I soggetti con dislessia non mostravano difficoltà nello svolgere compiti puramente uditivi, ma faticavano in quei compiti fonologici che comportavano il recupero del suono partendo da stimoli visivi.
In linea con tali risultati, la risonanza magnetica funzionale ha mostrato un più basso livello di attivazione della corteccia occipito-temporale sinistra (l-OTC, left Occipito-Temporal Cortex) solo nel compito della lettura. Questa regione del cervello, considerata un bivio naturale fra il sistema che riguarda la lettura e altri circuiti cerebrali, non ha mostrato lo stesso livello di interconnessione fra dislessici e non dislessici: si verificherebbe quindi una mancata intersezione fra codici diversi – i suoni delle parole e i loro aspetti visivi – causando una lettura più difficoltosa, ma comunque non impossibile. Alcuni dislessici sono infatti in grado di sviluppare valide strategie di compensazione e raggiungere i gradi più elevati del sistema di istruzione.
In età infantile è facile “confondere le acque”
Il campione era formato da 20 dislessici adulti reclutati fra studenti universitari e 23 controlli (individui non dislessici) con almeno 13 anni di istruzione scolastica. I test erano di quattro tipi: lettura di neologismi, percezione di stimoli legati al movimento, compiti uditivi fonologici e di apprendimento motorio. La scelta è ricaduta su persone adulte per studiare la dislessia nella sua forma più selettiva, in quanto il sistema cognitivo di un adulto può considerarsi arrivato a maturazione: in età infantile a confondere le acque ci potrebbero essere ritardi transitori nella maturazione di sistemi non cruciali per l’acquisizione della lettura.
Lo psicologo: occhio agli errori di diagnosi
«I dati appena pubblicati suggeriscono che, per quanto possa sembrare ovvio, un deficit specifico nella lettura resta la migliore descrizione della dislessia almeno per quanto riguarda gli adulti – spiega il professor Eraldo Paulesu, docente di Psicologia fisiologica all’Università di Milano-Bicocca – con chiare implicazioni pratiche per le strategie di riabilitazione.
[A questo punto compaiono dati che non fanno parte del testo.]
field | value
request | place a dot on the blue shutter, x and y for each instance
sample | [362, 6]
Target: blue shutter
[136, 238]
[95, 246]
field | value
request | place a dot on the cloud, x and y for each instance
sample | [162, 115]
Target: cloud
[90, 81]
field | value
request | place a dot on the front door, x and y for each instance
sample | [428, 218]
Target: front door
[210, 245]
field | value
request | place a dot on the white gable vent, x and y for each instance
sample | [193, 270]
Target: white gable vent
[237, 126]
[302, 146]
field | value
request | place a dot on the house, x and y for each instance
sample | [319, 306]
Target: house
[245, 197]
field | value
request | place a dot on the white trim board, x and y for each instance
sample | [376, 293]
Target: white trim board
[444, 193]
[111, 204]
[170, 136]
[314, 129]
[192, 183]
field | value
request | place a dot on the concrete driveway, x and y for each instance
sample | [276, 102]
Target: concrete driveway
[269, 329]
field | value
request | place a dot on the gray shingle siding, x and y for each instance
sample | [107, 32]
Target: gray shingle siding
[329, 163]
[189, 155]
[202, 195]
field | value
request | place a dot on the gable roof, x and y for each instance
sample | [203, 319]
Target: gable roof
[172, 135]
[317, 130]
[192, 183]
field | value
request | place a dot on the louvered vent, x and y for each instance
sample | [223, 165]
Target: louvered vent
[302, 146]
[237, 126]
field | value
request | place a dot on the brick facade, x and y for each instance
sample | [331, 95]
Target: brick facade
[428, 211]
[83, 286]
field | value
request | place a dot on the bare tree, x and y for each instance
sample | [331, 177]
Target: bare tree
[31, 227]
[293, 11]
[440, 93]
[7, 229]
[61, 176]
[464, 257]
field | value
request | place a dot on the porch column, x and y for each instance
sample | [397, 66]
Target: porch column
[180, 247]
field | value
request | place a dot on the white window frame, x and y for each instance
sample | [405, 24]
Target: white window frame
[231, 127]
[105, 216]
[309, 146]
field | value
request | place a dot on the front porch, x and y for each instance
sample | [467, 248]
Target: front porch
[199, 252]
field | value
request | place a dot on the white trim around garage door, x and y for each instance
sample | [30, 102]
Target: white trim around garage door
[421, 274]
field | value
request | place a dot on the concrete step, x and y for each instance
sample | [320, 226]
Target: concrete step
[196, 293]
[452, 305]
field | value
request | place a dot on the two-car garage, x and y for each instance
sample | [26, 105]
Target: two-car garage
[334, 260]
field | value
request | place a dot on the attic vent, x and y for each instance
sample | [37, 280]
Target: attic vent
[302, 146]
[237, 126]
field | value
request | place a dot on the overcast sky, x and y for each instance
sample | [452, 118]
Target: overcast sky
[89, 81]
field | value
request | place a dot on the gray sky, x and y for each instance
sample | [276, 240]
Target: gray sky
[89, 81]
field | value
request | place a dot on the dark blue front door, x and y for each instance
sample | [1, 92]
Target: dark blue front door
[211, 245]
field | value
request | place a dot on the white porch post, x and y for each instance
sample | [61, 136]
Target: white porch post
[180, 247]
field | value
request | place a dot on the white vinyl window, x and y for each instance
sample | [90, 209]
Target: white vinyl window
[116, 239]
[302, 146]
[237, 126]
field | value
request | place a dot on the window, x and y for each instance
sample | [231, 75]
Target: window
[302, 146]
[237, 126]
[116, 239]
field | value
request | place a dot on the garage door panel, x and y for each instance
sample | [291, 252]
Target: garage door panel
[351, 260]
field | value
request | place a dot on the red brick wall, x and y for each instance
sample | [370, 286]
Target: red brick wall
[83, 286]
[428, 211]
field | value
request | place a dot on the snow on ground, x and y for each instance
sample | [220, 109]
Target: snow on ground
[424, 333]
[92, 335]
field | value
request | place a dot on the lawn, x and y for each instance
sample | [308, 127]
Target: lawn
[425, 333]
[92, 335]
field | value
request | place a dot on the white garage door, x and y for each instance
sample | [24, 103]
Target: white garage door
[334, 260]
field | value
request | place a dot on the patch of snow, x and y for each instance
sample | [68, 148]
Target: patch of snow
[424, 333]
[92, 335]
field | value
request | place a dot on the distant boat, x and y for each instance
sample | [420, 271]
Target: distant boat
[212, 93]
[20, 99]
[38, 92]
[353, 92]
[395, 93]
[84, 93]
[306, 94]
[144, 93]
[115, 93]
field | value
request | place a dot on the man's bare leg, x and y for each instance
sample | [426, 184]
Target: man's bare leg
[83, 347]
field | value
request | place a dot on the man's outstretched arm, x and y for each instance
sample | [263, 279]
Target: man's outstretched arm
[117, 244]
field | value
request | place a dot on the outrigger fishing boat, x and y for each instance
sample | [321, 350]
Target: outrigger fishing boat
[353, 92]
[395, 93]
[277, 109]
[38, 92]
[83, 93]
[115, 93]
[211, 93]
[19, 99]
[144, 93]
Definire una persona “dislessica” perché non riesce in compiti motori potrebbe portare a errori nelle diagnosi e nella scelta delle terapie.
Gli stessi risultati metterebbero quindi in discussione i tentativi di riabilitare pazienti dislessici utilizzando, per esempio, videogiochi basati essenzialmente su compiti puramente visivi e motori, ai quali sarebbe preferibile la logopedia, che enfatizza strategie di rinforzo nella creazione di corrispondenze fra i suoni delle parole e i simboli ortografici».
Chi ha condotto la ricerca
La ricerca, condotta dai ricercatori del Dipartimento di Psicologia dell’Università di Milano-Bicocca, è stata pubblicata sulla rivista scientifica “Cortex” (L. Danelli, M. Berlingeri, G. Bottini, N.A. Borghese, M. Lucchese, M. Sberna, C.J. Price, E. Paulesu, How many deficits in the same dyslexic brains? A behavioural and fMRI assessment of comorbidity in adult dyslexics, DOI: 10.1016/j.cortex.2017.08.038) ed è stata realizzata in collaborazione con l’Università Statale di Milano, l’Università di Pavia, l’Università di Urbino “Carlo Bo” e il Grande Ospedale Metropolitano di Niguarda.
Altri interventi di esperti: la colpa è degli eccessi diagnostici
Di recente, su questo stesso argomento, abbiamo pubblicato un articolo sul pensiero in merito di Daniele Novara, pedagogista e direttore del Centro Psicopedagogico per l’Educazione e la Gestione dei Conflitti: ebbene, secondo l’esperto, ben il 75% delle diagnosi di dsa ed in particolare di dislessia sarebbero “sbagliate per eccesso diagnostico”.
Il rischio, ha detto Novara all’Ansa, è di essere in realtà di fronte a eccessi diagnostici, legati alla tendenza crescente di scuole e famiglie a scegliere la via dell’analisi della salute neuropsichiatrica del bambino, piuttosto che andare a indagarne la gestione educativa in famiglia e supportare quest’ultima in modo adeguato.